I need to make two corrections to the video:
-
At 1:29, I say “sending one byte at a time”, this should be “sending one bit at a time.”
-
At 22:39, there is a typo on the slide. The step number should be “5” instead of “7.”
Sorry for any confusion caused by these mistakes. If you have any questions, please feel free to leave a comment and I’ll be happy to clarify.
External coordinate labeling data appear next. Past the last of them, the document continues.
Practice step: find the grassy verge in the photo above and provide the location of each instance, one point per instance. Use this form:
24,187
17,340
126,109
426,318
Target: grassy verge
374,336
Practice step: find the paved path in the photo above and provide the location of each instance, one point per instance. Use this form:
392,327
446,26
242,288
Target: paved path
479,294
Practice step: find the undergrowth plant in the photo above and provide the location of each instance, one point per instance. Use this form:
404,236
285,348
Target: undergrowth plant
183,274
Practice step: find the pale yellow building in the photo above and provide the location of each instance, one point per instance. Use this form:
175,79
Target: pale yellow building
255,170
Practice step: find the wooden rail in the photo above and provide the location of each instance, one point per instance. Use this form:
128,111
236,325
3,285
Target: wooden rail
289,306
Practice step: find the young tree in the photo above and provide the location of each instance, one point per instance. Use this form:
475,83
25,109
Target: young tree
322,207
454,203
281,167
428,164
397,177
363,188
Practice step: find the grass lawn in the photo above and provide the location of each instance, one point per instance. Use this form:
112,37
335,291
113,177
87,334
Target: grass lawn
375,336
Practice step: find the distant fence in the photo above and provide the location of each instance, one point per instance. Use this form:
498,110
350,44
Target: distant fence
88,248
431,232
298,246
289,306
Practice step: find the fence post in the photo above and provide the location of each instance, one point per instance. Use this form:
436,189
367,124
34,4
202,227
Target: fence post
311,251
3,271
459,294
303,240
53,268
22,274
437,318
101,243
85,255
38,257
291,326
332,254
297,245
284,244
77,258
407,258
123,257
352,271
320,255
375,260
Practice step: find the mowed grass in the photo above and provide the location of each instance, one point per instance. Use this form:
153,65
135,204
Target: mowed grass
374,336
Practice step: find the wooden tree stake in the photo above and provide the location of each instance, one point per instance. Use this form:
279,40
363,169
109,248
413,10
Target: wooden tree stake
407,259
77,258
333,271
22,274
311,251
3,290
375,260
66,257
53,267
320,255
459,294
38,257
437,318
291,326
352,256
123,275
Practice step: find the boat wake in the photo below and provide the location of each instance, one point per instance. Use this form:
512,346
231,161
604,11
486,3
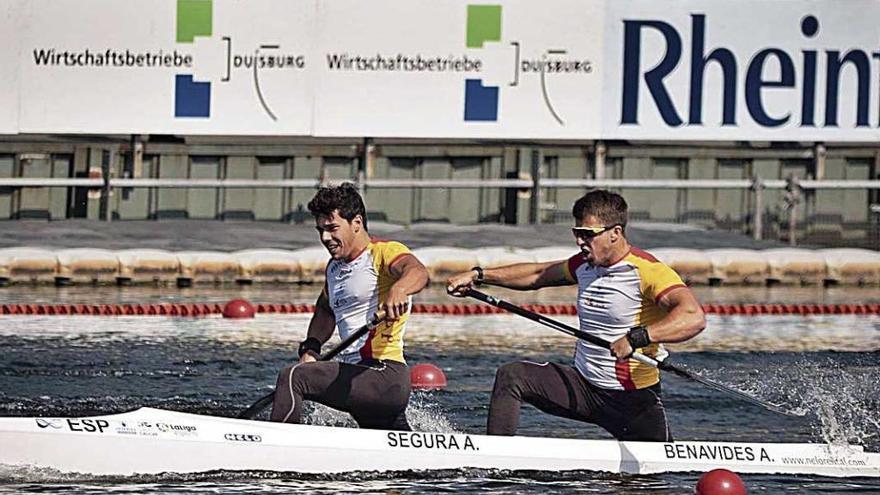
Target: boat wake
837,399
I enjoyed your presentation. It's a very wide topic and is impossible to cover every single detail when it comes to inter-processor communications but you did a fine job summarizing the high level considerations. I have designed and implemented many serial communication protocols over the years. One thing I have found very helpful is not to rely only on a checksum or CRC to detect errors. For instance, in step 2 of your presentation you talk about an incrementing message ID. I have used this recently and I found it very useful on the receiving end to verify it is the expected value (1 greater than the previously received value) because the CRC will not catch that type of error if a packet was missed by the receiver. Same thing with a message type field. What if the message type is invalid. This could happen if the buffer holding the outgoing message is corrupted before the CRC is generated and placed in the buffer. The receiver should detect that it is invalid. I like to log the number of occurrences of all errors that occur and have a way to view the statistics on a running system.